Febre + plaquetopenia + anemia hemolítica microangiopática + disfunção renal/neurológica → PTT = Plasmaférese imediata.

Resumo-Chave

O quadro clínico de febre, anemia hemolítica microangiopática (esquizócitos, DHL alta, Coombs negativo), plaquetopenia grave e disfunção neurológica/renal é altamente sugestivo de Púrpura Trombocitopênica Trombótica (PTT), que exige plasmaférese imediata.

Contexto Educacional

A Púrpura Trombocitopênica Trombótica (PTT) é uma microangiopatia trombótica rara e grave, caracterizada pela formação de trombos plaquetários em pequenos vasos, levando a isquemia orgânica. É causada principalmente pela deficiência grave da enzima ADAMTS13, responsável por clivar multímeros grandes do fator de von Willebrand. Essa deficiência pode ser congênita ou, mais comumente, adquirida por autoanticorpos. O diagnóstico é clínico-laboratorial, baseado na tríade de anemia hemolítica microangiopática (com esquizócitos no esfregaço de sangue periférico, DHL elevada e Coombs direto negativo), plaquetopenia grave e disfunção orgânica (neurológica, renal, cardíaca ou gastrointestinal). A febre é um achado comum. A confirmação da deficiência de ADAMTS13 é importante, mas o tratamento não deve ser atrasado enquanto se aguardam os resultados. A plasmaférese (troca plasmática terapêutica) é o tratamento de primeira linha e deve ser iniciada imediatamente após a suspeita clínica, pois retira os autoanticorpos e repõe a ADAMTS13 funcional. Atrasos no tratamento estão associados a alta mortalidade. Corticosteroides e rituximabe são frequentemente usados como terapias adjuvantes. A transfusão de plaquetas é contraindicada, pois pode piorar o quadro trombótico.

Perguntas Frequentes

Quais são os principais achados laboratoriais na Púrpura Trombocitopênica Trombótica (PTT)?

Os achados incluem anemia hemolítica microangiopática (com esquizócitos, DHL elevada, haptoglobina baixa, Coombs negativo) e plaquetopenia grave, refletindo a destruição de hemácias e consumo de plaquetas.

Por que a plasmaférese é o tratamento de escolha para a PTT?

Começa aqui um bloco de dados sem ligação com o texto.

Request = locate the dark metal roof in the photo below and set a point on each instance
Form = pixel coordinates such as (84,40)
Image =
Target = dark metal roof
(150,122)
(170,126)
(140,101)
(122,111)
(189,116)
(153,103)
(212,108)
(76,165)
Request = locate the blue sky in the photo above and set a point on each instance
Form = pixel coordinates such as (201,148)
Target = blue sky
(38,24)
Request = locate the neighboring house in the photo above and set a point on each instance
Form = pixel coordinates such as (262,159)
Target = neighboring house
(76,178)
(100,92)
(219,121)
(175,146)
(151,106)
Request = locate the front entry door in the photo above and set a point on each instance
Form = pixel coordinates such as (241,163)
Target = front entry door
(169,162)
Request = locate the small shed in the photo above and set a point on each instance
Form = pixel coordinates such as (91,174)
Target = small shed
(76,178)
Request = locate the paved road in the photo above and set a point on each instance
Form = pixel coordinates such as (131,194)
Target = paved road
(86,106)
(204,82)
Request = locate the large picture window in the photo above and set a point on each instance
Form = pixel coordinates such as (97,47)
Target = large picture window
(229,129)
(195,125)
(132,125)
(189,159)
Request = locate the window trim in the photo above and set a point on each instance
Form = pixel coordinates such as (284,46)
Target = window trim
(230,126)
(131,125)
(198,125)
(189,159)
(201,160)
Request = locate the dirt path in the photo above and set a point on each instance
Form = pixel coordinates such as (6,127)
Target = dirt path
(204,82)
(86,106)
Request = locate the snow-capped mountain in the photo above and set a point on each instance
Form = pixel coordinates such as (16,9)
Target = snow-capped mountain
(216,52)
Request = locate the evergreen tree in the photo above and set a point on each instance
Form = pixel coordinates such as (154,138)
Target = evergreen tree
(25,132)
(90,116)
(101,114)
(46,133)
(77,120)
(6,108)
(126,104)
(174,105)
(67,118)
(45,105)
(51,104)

A plasmaférese remove os autoanticorpos contra ADAMTS13 e repõe a enzima funcional, interrompendo a formação de trombos microvasculares e revertendo a isquemia orgânica, sendo crucial para a sobrevida.

Quais são os componentes da 'pêntade' clássica da PTT?

A pêntade clássica inclui febre, anemia hemolítica microangiopática, plaquetopenia, disfunção neurológica e disfunção renal. Nem todos os cinco componentes precisam estar presentes para o diagnóstico, mas a presença de alguns já levanta forte suspeita.